The crunch of my feet in the thick snow was swallowed by the excited jabbering. My height gave me a clear view even before I reached them. They’d formed a circle, bold enough to keep her in but not to go any closer. There was not even enough space for her to spread her wings. Her head swiveled from side to side as she spun in place, snapping her jaws in the direction of one courtier then another. Her tail whipped to the side, slicing the fabric of a woman’s skirt. It could have drawn blood.
They thought they had her. But she was toying with them.
Gods save me from irrational females.
I shouldered my way between the two nearest males. “Isanara.”
The focus of the group shifted immediately. This had been going on for a while, then. They were lucky that Isanara had not tired of whatever game she was playing and taken a bite out of one of them.
She may be no larger than a dog, but she was also an unpredictable adolescent. But dragons had been gone for longer than any of these courtiers had been alive. Realistically, so had dogs.
“Welcome, Your Grace,” a female voice rose above all the others.
It took me a moment to assign it to the golden-haired woman on my left.

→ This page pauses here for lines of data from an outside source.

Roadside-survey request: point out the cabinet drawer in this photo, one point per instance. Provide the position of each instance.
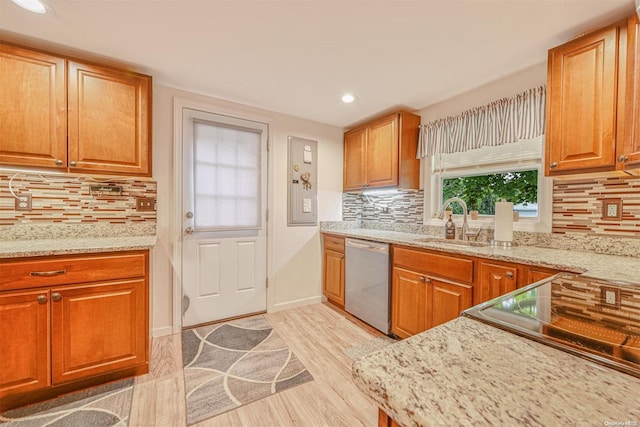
(445, 266)
(58, 270)
(334, 243)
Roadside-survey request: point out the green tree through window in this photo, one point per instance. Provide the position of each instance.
(483, 191)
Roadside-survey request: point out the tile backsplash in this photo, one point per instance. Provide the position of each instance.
(403, 207)
(577, 206)
(68, 200)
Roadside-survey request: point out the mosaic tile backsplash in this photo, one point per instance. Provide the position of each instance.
(403, 207)
(577, 206)
(65, 200)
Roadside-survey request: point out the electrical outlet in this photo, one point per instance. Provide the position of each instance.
(610, 296)
(145, 204)
(23, 202)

She was extravagantly beautiful in the way that most fae were. Sparkling gems contrasted with her delicate features. Her hair was swept up into an intricate coiffure that followed the sharp lines of her cheekbones and emphasized the points of her ears.
Cayla, maybe. Or Caia? Her name did not matter.
“Go,” I said to the woman. I extended the command to the rest of the group, visually memorizing each of them. There were ten in total, including the woman and the matching male at her side. A brother, if my memory served me. “If the witch finds you harassing her familiar, punishment will be swift.” And deserved.
The woman reached into the depths of her gown. She opened her palm as she pulled it out, revealing a handful of coarse white crystals. Salt. “We are prepared.”
Isanara snapped her jaws at the woman’s hand. Her brother jerked her back just in time to keep her from losing a finger. The salt dissolved into the snow on the ground.
“Go,” I said again.
But even an inch from losing a finger or two, she was still smiling. The fae had not changed in my absence. Still just as arrogant. “The Winter Tithe is less than a moon away, Your Grace. I shall expect a dance.”
The invitation in her words could not have been clearer. Interesting. Not the woman—she aroused nothing but distaste and always had. But the fact that she courted my favor… why not Edmund, the trueborn prince? It was possible that the court viewed my father’s gifting of Koryn into my stewardship as a sign of royal favor. But any courtier with a brain would see that it was not that simple. Which said plenty about this woman. So did the fact that she was stupid enough to bait a dragon.
“Come, Cala,” her male counterpart said. “Save a dance for me, too,” her brother mock-whispered as he tugged her away. He added a wink over his shoulder.
My preferences were still well known, then.